ランナーを許しても簡単には崩れないのがエースたる所以

 この時期の北谷名物である強風に吹かれながら、神妙な表情の大野がマウンドに立つ。“調整” などというつもりは微塵もなさそうな、シーズン中さながらの雰囲気を纏ったエースをこの時期に見るのは、少々不思議な感じがする。

 滑り出しは決して磐石とは言い難かった。先頭の近本光司にいきなり2ボールとし、フルカウントからすっぽ抜けて四球。今日はこの高めに抜ける球が多く、調子自体はむしろ悪かったのではないかと思う。もっとも2月の実戦初登板で “調子云々” というのも性急な話ではあるが、「勝つ」と公言して憚らない大野に対しては多少シビアな見方をしてもバチは当たらないだろう。

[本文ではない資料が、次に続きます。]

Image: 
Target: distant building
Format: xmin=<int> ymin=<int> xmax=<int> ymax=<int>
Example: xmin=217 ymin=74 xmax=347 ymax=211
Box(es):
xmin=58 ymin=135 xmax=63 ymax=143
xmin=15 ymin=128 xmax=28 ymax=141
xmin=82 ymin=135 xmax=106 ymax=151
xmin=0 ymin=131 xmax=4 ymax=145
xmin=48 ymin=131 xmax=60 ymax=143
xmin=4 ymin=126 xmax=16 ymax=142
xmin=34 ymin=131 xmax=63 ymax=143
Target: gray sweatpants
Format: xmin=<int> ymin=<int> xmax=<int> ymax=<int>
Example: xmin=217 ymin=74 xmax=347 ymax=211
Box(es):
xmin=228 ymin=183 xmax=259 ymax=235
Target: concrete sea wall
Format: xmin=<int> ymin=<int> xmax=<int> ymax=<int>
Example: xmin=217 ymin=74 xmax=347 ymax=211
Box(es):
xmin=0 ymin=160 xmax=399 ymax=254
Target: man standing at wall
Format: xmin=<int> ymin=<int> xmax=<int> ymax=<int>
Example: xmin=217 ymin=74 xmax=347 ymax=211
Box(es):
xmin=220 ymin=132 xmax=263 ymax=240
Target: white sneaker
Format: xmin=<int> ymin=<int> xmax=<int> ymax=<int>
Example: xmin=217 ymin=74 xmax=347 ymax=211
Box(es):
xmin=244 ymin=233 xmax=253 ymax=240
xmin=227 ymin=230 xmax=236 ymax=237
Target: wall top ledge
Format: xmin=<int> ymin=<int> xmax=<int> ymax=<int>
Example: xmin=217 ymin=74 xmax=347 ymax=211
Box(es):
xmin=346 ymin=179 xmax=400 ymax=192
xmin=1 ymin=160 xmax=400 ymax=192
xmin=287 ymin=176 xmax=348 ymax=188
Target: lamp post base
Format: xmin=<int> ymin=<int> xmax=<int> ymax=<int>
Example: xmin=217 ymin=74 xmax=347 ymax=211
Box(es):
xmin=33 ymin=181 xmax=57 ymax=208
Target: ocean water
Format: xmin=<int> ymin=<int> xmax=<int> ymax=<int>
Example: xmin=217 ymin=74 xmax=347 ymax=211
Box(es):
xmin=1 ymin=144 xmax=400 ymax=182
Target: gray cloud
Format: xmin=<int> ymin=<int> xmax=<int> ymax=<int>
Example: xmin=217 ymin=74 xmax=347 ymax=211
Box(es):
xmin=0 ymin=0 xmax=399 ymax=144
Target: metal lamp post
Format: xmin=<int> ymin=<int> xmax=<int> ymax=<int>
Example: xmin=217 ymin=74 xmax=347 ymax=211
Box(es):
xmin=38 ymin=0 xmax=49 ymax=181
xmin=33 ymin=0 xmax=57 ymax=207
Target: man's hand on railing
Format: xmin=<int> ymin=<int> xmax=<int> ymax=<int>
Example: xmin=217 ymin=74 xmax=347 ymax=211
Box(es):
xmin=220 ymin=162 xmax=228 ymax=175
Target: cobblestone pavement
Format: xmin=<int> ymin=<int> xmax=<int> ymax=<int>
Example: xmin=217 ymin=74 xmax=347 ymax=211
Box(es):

 ただ、ランナーを許しても簡単には崩れないのがエースたる所以(ゆえん)か。初回の1死二塁、2回の2死二、三塁というピンチを慌てずに切り抜け、結果的には2イニング無失点と「内容よりも結果」を実践してみせた。

 初登板を終えたコメントも一貫している。

「内容どうこうよりも0で帰ってきたいというのが一番だった。オープン戦も勝ちにこだわってやってきたいと思っていたので、0で帰ってこられて良かった」(スポーツ報知

 途中ストレートの四球を許すなど終始不安定な内容ではあったが、それでも有言実行を果たす辺りはさすがである。

 未だ公表されていない開幕投手だが、大野が3月25日を見据えているのは言動からして確実。開幕戦の相手である巨人は既に、菅野智之に8度目の開幕マウンドを託すことを明らかにしている。

 大野対菅野ーーこれまで何度も相対してきた宿命のマッチアップから、2022年のプロ野球が幕を開けるのはほぼ確定とみて間違いなさそうだ。

 

 最後に。大野の粘投もさる事ながら、今日の勝利は1番・岡林勇希の躍動なくしてあり得なかった。特に決勝のホームを踏んだ2点目。いや、あれは「踏んだ」のではなく「跳んで、奪った」という表現が適切だろう。凄まじいスピードでベースを駆け抜け、完璧なタイミングでホームを陥れた背番号60の躍動感たるや、まさしく疾風の如し。

 立浪ドラゴンズは早くも超優秀なリードオフマンを育ててしまったようだ。